Arturo observó con placer cómo la actitud de Luján se fue relajando poco a poco, cómo su cuerpo se ablandaba, la sonrisa se le descolgaba con facilidad de los labios, el pelo negro dejaba de aparentar distancia y comedimiento. Charlaron un rato más en medio de la calle. Ella le preguntó qué eran esos papeles tan importantes que había tirado al suelo. Él repuso que una tesis doctoral sobre satanismo. Luján volvió a cortar el aire con una carcajada, cosa que Arturo aprovechó para ponerse muy serio y mostrarle la reproducción de un grabado del siglo quince que mostraba un aquelarre de brujas medio desnudas rodeando a un hombre con cabeza de cabra. Luján palideció. Arturo supo que la tenía en sus manos y decidió tutearla.
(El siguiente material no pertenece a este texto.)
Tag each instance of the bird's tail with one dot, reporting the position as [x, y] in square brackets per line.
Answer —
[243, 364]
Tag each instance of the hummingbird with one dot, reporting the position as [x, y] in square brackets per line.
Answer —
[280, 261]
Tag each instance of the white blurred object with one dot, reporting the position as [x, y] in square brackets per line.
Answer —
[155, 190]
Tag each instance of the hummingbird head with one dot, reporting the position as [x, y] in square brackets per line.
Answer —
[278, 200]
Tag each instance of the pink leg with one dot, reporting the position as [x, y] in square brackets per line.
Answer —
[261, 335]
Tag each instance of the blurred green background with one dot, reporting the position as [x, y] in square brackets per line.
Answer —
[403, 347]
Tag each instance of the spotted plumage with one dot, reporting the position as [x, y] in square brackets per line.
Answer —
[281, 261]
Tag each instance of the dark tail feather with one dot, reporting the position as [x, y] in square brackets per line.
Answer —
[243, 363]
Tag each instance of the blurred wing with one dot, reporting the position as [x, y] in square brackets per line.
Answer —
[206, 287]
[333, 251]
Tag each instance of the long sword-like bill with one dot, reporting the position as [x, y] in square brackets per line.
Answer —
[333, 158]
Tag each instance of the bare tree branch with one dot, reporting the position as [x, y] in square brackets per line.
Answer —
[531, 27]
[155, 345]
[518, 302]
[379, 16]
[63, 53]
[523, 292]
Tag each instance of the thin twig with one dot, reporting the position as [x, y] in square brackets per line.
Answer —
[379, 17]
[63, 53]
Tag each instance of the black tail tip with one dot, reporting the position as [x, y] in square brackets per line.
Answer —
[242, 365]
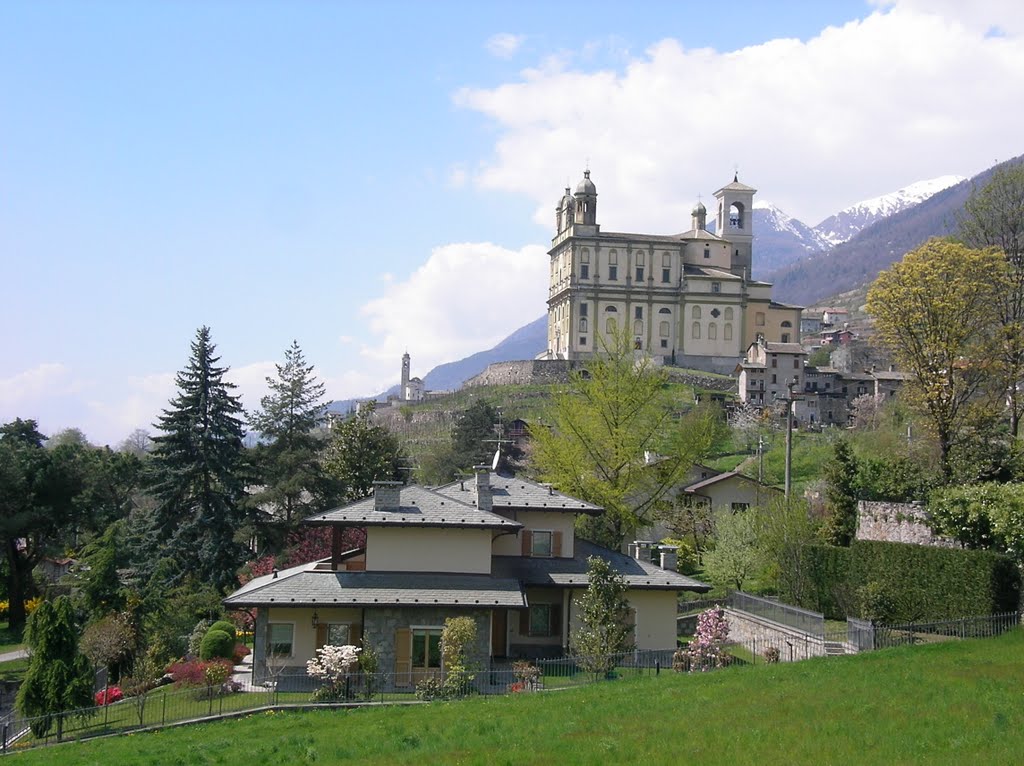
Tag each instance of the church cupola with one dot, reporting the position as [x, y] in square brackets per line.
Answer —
[586, 201]
[698, 217]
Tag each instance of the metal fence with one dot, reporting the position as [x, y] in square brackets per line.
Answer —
[811, 623]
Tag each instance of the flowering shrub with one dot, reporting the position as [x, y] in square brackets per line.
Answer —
[241, 652]
[332, 665]
[706, 650]
[109, 695]
[198, 672]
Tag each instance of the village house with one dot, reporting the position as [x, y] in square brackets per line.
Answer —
[500, 550]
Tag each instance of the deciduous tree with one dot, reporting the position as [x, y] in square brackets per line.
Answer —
[936, 311]
[598, 432]
[199, 469]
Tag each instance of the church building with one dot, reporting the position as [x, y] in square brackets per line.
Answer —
[686, 298]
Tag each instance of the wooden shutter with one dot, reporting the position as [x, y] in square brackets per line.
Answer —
[403, 656]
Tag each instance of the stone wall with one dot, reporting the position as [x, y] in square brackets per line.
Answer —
[792, 644]
[522, 373]
[897, 522]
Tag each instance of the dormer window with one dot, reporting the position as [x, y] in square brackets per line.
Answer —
[541, 544]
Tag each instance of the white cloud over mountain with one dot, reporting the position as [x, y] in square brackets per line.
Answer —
[857, 111]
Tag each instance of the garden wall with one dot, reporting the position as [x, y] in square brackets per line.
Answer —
[792, 644]
[897, 522]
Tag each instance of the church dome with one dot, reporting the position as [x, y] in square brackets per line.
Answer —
[586, 186]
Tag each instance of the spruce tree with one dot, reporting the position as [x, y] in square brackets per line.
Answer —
[199, 470]
[58, 678]
[289, 459]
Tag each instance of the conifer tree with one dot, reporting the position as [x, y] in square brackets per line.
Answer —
[199, 470]
[58, 678]
[289, 458]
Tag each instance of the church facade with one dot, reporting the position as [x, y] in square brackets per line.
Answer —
[687, 299]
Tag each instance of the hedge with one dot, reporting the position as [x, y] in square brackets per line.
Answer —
[919, 582]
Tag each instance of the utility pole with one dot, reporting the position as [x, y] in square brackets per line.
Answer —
[788, 399]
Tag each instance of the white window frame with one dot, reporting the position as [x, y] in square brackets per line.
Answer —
[551, 543]
[269, 639]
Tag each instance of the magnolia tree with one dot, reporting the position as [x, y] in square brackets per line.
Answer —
[707, 649]
[332, 665]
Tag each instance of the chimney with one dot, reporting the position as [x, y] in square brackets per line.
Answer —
[670, 557]
[484, 502]
[387, 496]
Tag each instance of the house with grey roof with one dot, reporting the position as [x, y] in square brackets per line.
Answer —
[500, 550]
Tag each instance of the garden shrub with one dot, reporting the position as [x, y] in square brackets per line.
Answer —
[903, 583]
[228, 628]
[216, 644]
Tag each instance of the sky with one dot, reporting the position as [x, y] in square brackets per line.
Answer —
[374, 177]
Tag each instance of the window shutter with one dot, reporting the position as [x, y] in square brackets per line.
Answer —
[403, 656]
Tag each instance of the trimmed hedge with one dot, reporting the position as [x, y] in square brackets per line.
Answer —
[919, 582]
[216, 644]
[228, 628]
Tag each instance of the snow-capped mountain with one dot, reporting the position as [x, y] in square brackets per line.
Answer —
[846, 223]
[779, 239]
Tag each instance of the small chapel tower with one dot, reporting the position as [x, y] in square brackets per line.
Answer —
[735, 222]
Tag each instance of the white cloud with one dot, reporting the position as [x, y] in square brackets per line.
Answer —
[860, 110]
[504, 45]
[465, 298]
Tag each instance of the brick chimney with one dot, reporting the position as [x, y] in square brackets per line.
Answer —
[484, 501]
[387, 496]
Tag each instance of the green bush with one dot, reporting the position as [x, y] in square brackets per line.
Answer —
[228, 628]
[905, 583]
[216, 644]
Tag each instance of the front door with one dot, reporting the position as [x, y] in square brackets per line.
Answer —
[499, 633]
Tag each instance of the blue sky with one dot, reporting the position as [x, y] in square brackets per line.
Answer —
[370, 177]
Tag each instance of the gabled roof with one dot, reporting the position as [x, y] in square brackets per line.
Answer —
[728, 475]
[571, 572]
[517, 494]
[419, 507]
[305, 586]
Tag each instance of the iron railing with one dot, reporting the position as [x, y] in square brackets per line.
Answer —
[811, 623]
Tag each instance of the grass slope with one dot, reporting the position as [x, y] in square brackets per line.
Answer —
[941, 704]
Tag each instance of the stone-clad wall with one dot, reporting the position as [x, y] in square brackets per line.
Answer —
[522, 373]
[897, 522]
[383, 622]
[792, 644]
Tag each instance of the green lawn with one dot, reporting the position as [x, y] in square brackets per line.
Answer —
[940, 704]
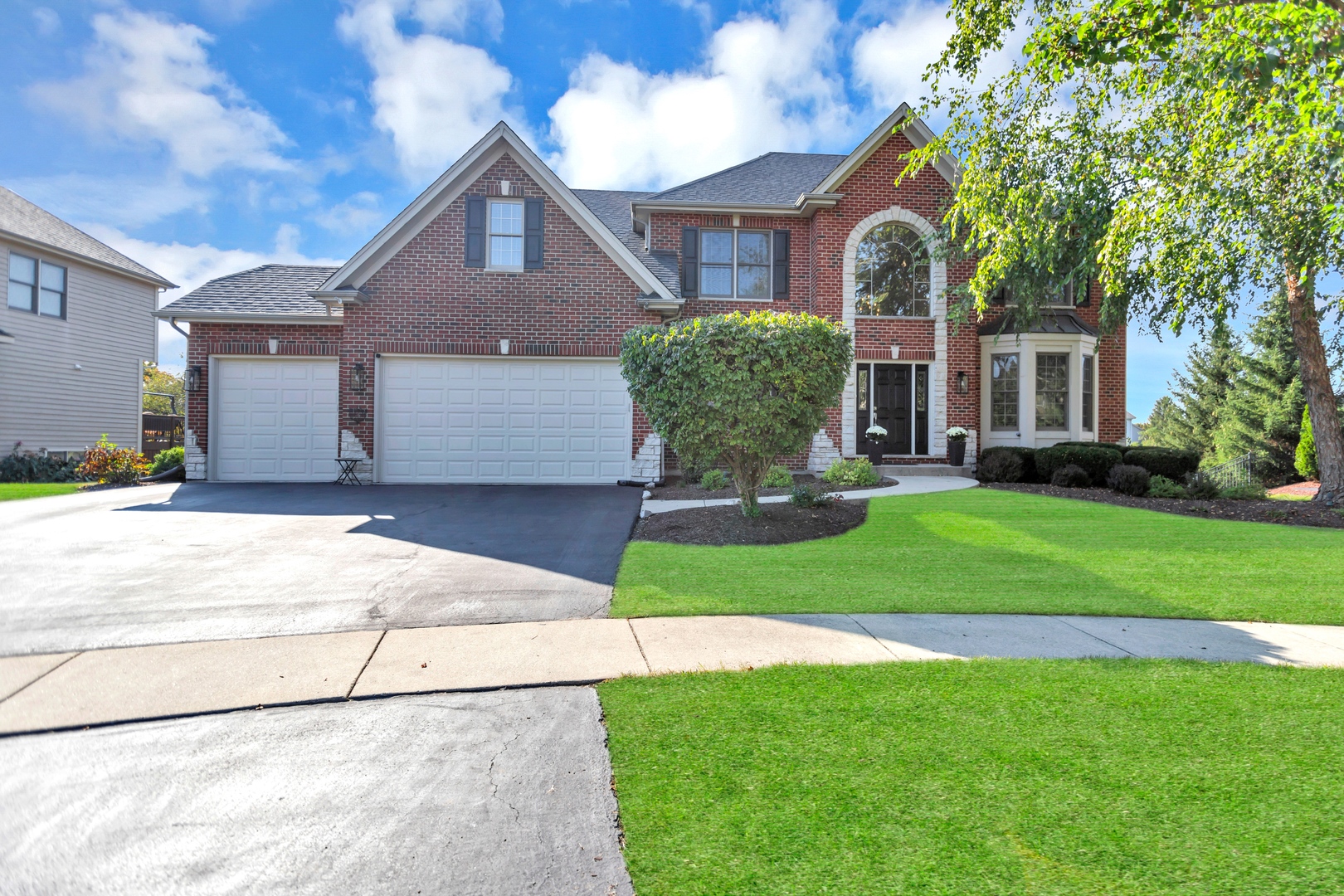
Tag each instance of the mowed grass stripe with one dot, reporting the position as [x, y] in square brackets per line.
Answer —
[988, 551]
[984, 777]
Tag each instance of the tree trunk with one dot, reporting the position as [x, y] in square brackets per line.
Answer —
[1316, 384]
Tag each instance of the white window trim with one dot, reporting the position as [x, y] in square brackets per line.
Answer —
[491, 234]
[769, 265]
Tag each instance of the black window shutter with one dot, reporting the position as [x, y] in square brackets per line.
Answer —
[533, 212]
[475, 231]
[782, 264]
[689, 261]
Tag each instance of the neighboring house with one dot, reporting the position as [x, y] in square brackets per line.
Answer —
[475, 338]
[77, 328]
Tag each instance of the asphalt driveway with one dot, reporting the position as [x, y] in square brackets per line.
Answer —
[459, 794]
[201, 562]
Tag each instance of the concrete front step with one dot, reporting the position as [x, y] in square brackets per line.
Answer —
[898, 470]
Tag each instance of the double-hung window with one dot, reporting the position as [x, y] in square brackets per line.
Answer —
[734, 264]
[1051, 391]
[37, 286]
[505, 234]
[1003, 392]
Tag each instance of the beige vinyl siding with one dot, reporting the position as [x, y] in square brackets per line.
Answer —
[45, 402]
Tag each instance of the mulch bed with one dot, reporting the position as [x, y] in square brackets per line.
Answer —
[678, 490]
[1283, 512]
[777, 524]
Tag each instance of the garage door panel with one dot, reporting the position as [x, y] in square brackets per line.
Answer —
[277, 421]
[504, 421]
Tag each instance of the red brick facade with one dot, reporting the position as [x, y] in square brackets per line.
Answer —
[425, 299]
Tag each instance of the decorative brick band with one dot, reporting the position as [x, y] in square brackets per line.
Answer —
[906, 355]
[524, 349]
[283, 348]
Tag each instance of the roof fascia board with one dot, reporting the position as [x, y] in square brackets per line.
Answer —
[84, 260]
[917, 132]
[244, 317]
[452, 183]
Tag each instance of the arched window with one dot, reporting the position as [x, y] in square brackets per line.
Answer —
[891, 273]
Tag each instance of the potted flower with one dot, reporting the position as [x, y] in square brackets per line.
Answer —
[877, 441]
[957, 445]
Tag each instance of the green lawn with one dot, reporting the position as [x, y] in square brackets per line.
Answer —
[990, 551]
[14, 490]
[988, 777]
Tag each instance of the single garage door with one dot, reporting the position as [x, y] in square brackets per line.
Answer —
[275, 421]
[502, 421]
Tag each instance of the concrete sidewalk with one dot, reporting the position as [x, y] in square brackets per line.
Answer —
[77, 689]
[908, 485]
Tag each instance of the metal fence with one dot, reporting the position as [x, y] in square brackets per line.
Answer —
[1239, 470]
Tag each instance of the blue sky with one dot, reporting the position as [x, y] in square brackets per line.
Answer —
[208, 136]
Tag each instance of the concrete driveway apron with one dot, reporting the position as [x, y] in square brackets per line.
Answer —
[199, 562]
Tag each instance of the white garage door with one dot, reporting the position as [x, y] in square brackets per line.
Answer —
[275, 421]
[503, 421]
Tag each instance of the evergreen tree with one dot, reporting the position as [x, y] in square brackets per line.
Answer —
[1264, 407]
[1191, 419]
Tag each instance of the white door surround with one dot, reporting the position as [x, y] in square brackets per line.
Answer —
[273, 419]
[500, 419]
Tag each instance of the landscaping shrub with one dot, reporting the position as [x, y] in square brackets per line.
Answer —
[1200, 486]
[110, 464]
[1070, 477]
[746, 388]
[856, 472]
[1096, 460]
[1127, 479]
[1244, 494]
[1001, 466]
[1160, 486]
[713, 480]
[810, 496]
[27, 466]
[167, 460]
[1175, 464]
[1025, 455]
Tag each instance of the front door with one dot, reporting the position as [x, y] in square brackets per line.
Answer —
[895, 397]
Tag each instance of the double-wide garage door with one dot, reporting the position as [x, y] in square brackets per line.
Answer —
[275, 421]
[502, 421]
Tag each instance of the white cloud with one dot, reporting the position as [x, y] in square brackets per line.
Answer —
[433, 95]
[151, 80]
[190, 266]
[890, 60]
[765, 85]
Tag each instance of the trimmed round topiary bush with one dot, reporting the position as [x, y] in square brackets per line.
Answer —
[1070, 477]
[1001, 466]
[1175, 464]
[1096, 460]
[1160, 486]
[1127, 479]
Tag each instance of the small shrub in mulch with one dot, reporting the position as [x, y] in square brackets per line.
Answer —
[777, 524]
[1268, 511]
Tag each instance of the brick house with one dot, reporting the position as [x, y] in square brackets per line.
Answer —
[475, 338]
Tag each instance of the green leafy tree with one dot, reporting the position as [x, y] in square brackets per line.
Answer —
[743, 388]
[1200, 394]
[1176, 152]
[158, 381]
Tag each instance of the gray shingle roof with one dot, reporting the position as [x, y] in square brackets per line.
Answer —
[270, 289]
[23, 219]
[773, 179]
[1051, 321]
[613, 208]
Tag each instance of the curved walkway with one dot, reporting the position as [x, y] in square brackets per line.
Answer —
[128, 684]
[908, 485]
—¿Te he impresionado? Discúlpame. Es que el tema siempre me ha fascinado. Investigo las sectas satánicas de Madrid.

—¿Es… es alguna especie de trabajo?

—No. Lo hago por gusto. Nunca he trabajado en realidad, aunque esté mal decirlo. Tengo demasiado dinero como para pensar en hacer otra cosa que divertirme. Y el satanismo me divierte. Colecciono todo tipo de objetos relacionados. Hasta tengo un Goya de la época negra en el salón de mi casa. Herencia, supongo. Estas cosas siempre se heredan.

Los ojos azules de la chica se abrieron de par en par.

—¿Un Goya?

—¿Quieres verlo? Vivo ahí mismo.

Luján perdió por completo el interés por ir a su último día de trabajo. Lo sustituyó por la palma cálida y esponjosa de la mano de Arturo, el portero uniformado, las escaleras de mármol, el pasamanos de madera labrada, los techos pintados, las lámparas cargadas con lágrimas de cristal de murano. Primero el Goya, luego una copita de Pernod, más tarde un sofá de piel y una mano descortés en el muslo cubierto de leotardo. El Pernod le sentó mal, empezó a marearse y Arturo le acomodó la cabeza sobre un cojín de plumas. ¿Cuánto había bebido? No más de una copa rebajada con agua y sin embargo el calor, la humedad en el cuello, la cabeza fría y la visión borrosa. Se quitó los zapatos en un gesto, el ruido que hicieron al caer sonó dentro de los ojos, muy dentro, en un universo paralelo en el que el rostro apuesto y bien afeitado de Arturo empezaba a convertirse en el de un chivo que la besaba y desnudaba. Le pareció que el cuarto se iba llenando de gente, hombres y mujeres desnudos que la miraban ávidos, que se tocaban los unos a los otros sin dejar de observarla a ella, a Luján, consciente pero paralizada, la niña que no podía hacer nada por defenderse. Los ojos azules estaban abiertos sin poder parpadear, los brazos descolgados a los lados del cuerpo, una mano rozando la alfombra, las piernas obscenamente abiertas delante del chivo-Arturo, que sonreía con unos ojos inmensamente rojos, como dos brasas, como había leído en su adolescencia que debían ser los ojos del Drácula de Bram Stoker. Los invitados chillaban y se retorcían, devoraban sus miembros, se hacían sangrar con látigos y luego la pintaban a ella con la sangre. Decían cosas incomprensibles, o ella no podía entenderlos, como si su vocabulario fuese una amalgama de sonidos inconexos y guturales, emitidos por bestias. Con horror vio cómo uno tras otro la montaban todos los hombres de la sala, incluido el Arturo con cara de cabra, mientras las mujeres se besaban entre ellas, se retorcían los pechos, saltaban alrededor del sofá fabricando sonidos infames y agudos. Podía sentir cómo la penetraban, pero no podía hacer nada por detenerlos. Sabía que tenía encima a Arturo, pero no podía rechazar su abrazo de animal, sus ojos como pequeñas brasas encendidas. Sintió que se desgarraba, que perdía el control sobre sí misma, que el universo se difuminaba, que el dolor era tan intenso que obligó a la pérdida de conciencia y al borrón.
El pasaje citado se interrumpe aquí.